Honesty, respect, and transparency are not optional values within Ts’msyen law. They are **required principles of conduct** that sustain *ayaawx*, protect relationships, and ensure that authority remains lawful.

Without these principles, law cannot function.


Foundational Understanding

Ts’msyen law is relational.

Because law governs relationships between:

  • people
  • houses and clans
  • land and waters
  • past, present, and future generations

it depends on conduct that maintains trust, clarity, and accountability.

Honesty, respect, and transparency are the conditions that allow law to work.


Honesty

Honesty under Ts’msyen law means more than truth-telling.

It includes:

  • speaking accurately and without distortion
  • not withholding material information
  • not creating false impressions through silence
  • acknowledging limits of authority or knowledge
  • correcting errors when discovered

Dishonesty breaches law even when it avoids immediate conflict.


Respect

Respect is a legal obligation, not a courtesy.

It requires:

  • recognizing proper authority and role
  • observing protocol and boundaries
  • listening before speaking
  • restraining action where consent is required
  • honoring Elders, name holders, and witnesses
  • respecting land, waters, and non-human beings

Disrespect weakens both law and relationship.


Transparency

Transparency ensures accountability.

Under Ts’msyen law, transparency involves:

  • making intentions known where they affect others
  • disclosing impacts and risks
  • explaining decisions when authority is exercised
  • allowing space for questions and correction
  • avoiding hidden agreements or quiet drift

Opacity invites imbalance.


Relationship Between the Three

Honesty, respect, and transparency work together.

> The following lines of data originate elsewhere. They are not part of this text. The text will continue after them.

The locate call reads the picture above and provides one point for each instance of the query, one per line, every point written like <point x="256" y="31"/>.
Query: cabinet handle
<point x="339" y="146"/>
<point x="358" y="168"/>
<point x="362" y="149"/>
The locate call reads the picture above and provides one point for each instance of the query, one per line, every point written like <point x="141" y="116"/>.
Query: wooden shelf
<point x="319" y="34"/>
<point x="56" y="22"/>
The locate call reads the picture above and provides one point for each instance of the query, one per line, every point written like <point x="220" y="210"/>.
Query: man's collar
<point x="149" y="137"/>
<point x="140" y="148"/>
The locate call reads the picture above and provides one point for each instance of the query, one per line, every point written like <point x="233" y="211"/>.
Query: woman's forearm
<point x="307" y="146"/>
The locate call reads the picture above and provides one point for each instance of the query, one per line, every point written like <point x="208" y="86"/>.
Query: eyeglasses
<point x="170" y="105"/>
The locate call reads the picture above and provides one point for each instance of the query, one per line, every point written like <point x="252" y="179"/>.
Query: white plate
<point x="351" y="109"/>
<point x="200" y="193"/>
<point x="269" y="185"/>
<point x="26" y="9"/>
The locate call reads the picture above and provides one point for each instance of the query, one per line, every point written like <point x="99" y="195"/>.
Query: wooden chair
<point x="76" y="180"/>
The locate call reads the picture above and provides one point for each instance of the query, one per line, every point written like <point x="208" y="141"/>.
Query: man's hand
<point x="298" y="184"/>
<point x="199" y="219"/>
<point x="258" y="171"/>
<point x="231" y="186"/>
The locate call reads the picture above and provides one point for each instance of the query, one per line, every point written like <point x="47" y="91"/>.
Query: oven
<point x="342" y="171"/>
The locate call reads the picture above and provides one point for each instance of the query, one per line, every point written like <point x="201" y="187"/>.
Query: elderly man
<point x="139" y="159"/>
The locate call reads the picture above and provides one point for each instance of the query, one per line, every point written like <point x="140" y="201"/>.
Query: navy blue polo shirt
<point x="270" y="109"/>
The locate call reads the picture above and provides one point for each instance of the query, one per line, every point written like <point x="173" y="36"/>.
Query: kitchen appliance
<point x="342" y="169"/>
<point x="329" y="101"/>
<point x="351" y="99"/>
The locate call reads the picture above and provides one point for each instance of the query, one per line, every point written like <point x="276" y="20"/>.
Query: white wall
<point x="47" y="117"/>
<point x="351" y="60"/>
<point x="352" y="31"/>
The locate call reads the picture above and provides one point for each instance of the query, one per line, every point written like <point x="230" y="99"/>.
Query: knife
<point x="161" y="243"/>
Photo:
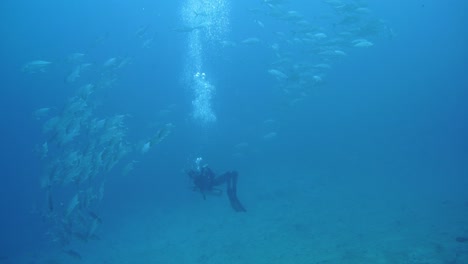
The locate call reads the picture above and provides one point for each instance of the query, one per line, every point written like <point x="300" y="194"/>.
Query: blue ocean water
<point x="355" y="158"/>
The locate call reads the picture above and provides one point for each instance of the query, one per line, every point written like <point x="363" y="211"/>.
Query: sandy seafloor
<point x="295" y="220"/>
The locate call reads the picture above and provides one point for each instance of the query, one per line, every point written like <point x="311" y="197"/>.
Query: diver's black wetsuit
<point x="205" y="180"/>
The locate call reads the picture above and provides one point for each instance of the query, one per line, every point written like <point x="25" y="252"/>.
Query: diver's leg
<point x="232" y="192"/>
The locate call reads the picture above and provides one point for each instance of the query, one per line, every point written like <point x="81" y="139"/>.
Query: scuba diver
<point x="205" y="182"/>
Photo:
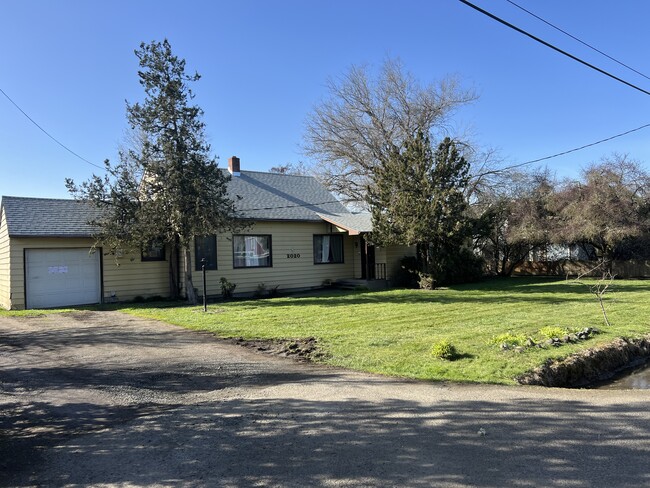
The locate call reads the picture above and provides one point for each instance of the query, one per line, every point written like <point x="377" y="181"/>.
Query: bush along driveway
<point x="107" y="399"/>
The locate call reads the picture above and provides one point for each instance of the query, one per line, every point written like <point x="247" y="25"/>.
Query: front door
<point x="367" y="260"/>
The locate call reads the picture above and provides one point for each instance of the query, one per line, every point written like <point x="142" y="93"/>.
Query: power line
<point x="545" y="158"/>
<point x="47" y="133"/>
<point x="555" y="48"/>
<point x="577" y="39"/>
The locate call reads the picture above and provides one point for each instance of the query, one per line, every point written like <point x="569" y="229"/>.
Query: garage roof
<point x="48" y="217"/>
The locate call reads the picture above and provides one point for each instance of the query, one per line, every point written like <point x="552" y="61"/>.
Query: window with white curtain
<point x="328" y="249"/>
<point x="251" y="251"/>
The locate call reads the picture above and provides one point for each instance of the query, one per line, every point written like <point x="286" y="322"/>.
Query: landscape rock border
<point x="590" y="366"/>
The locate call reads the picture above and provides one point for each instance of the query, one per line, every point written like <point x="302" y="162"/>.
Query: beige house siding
<point x="287" y="238"/>
<point x="128" y="277"/>
<point x="5" y="275"/>
<point x="124" y="278"/>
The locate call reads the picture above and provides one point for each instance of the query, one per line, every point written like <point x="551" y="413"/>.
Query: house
<point x="299" y="237"/>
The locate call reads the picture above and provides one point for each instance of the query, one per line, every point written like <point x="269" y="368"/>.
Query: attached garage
<point x="47" y="259"/>
<point x="62" y="277"/>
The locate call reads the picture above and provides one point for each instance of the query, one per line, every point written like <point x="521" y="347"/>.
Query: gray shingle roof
<point x="258" y="196"/>
<point x="354" y="223"/>
<point x="48" y="217"/>
<point x="272" y="196"/>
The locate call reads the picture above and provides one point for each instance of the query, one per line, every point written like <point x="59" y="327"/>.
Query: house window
<point x="205" y="247"/>
<point x="328" y="249"/>
<point x="155" y="251"/>
<point x="251" y="251"/>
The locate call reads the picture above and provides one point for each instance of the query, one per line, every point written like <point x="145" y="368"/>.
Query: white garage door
<point x="61" y="277"/>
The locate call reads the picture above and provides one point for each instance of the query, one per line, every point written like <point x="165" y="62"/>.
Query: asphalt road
<point x="104" y="399"/>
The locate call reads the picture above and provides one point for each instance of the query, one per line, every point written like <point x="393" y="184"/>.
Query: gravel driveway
<point x="105" y="399"/>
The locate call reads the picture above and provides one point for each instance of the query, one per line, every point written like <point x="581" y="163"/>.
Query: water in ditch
<point x="636" y="379"/>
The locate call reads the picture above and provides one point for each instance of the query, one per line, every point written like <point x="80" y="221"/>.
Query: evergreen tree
<point x="166" y="189"/>
<point x="417" y="199"/>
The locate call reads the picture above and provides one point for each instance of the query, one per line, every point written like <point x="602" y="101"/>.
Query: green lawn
<point x="392" y="332"/>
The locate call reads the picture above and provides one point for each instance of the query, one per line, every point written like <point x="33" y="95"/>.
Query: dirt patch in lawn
<point x="590" y="366"/>
<point x="305" y="350"/>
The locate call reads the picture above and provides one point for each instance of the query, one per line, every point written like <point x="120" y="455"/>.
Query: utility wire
<point x="577" y="39"/>
<point x="518" y="165"/>
<point x="545" y="158"/>
<point x="555" y="48"/>
<point x="47" y="133"/>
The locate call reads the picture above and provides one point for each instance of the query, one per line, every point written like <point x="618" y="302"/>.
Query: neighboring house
<point x="299" y="237"/>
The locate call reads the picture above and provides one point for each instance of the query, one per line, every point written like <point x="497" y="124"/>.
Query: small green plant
<point x="444" y="350"/>
<point x="553" y="331"/>
<point x="509" y="339"/>
<point x="426" y="281"/>
<point x="227" y="288"/>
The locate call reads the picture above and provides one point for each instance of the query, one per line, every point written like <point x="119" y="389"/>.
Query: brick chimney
<point x="233" y="166"/>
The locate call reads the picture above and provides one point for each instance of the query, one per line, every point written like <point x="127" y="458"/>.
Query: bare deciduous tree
<point x="610" y="204"/>
<point x="367" y="119"/>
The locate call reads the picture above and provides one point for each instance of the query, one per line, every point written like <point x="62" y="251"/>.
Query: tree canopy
<point x="366" y="119"/>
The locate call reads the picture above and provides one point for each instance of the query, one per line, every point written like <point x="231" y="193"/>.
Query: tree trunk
<point x="173" y="273"/>
<point x="189" y="286"/>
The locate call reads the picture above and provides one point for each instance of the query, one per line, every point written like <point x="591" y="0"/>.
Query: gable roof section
<point x="272" y="196"/>
<point x="257" y="196"/>
<point x="48" y="217"/>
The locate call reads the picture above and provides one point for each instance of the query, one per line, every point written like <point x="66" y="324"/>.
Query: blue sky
<point x="264" y="64"/>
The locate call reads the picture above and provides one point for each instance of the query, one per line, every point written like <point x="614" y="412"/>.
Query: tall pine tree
<point x="167" y="188"/>
<point x="417" y="199"/>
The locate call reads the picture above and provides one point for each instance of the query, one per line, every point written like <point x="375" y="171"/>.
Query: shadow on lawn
<point x="294" y="442"/>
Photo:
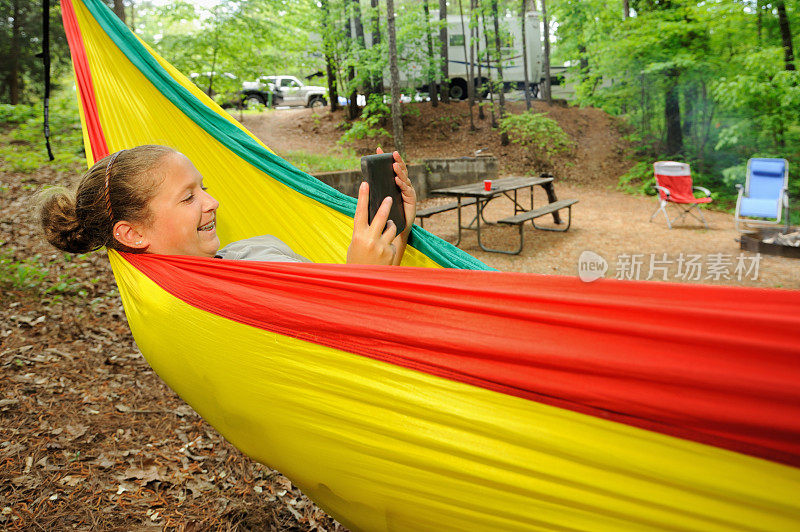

  • Honesty without respect becomes harm.
  • Respect without honesty becomes deception.
  • Transparency without restraint becomes exposure.

Balanced together, they protect law.


Application in Decision-Making

These principles guide decision-making by:

  • houses and name holders
  • Elders and advisors
  • representatives engaging externally
  • those gathering or recording knowledge

Decisions made without these principles lack legitimacy.


Role in Consent and Agreement

Lawful consent requires:

  • honest disclosure
  • respectful process
  • transparent terms

Consent obtained through pressure, omission, or confusion is invalid under ayaawx.


Accountability and Witness

These principles are enforced through:

  • public witness
  • feast acknowledgment
  • correction and clarification
  • reputational consequence
  • withdrawal of trust or authority where required

Accountability preserves integrity.


Protection Against Misuse

Honesty, respect, and transparency protect against:

  • manipulation of process
  • selective disclosure
  • misrepresentation of authority
  • external reinterpretation
  • internal erosion of trust

They are defensive principles as much as ethical ones.


Teaching These Principles

Youth are taught these principles through:

  • example
  • correction
  • participation in lawful process
  • observation of consequence

They learn that authority without these principles is unlawful.


Relationship to Modern Systems

When engaging modern institutions:

  • honesty prevents misrepresentation
  • respect maintains Ts’msyen protocol
  • transparency prevents quiet surrender

These principles govern engagement without subordination.


Living Principles

These principles are living.

They must be:

  • practiced daily
  • renewed through correction
  • reaffirmed through witness
  • protected from erosion

When they weaken, law weakens.


Continuity

By upholding honesty, respect, and transparency:

  • ayaawx remains trustworthy
  • authority remains legitimate
  • relationships remain intact
  • future generations inherit clarity

Law endures where conduct remains clean.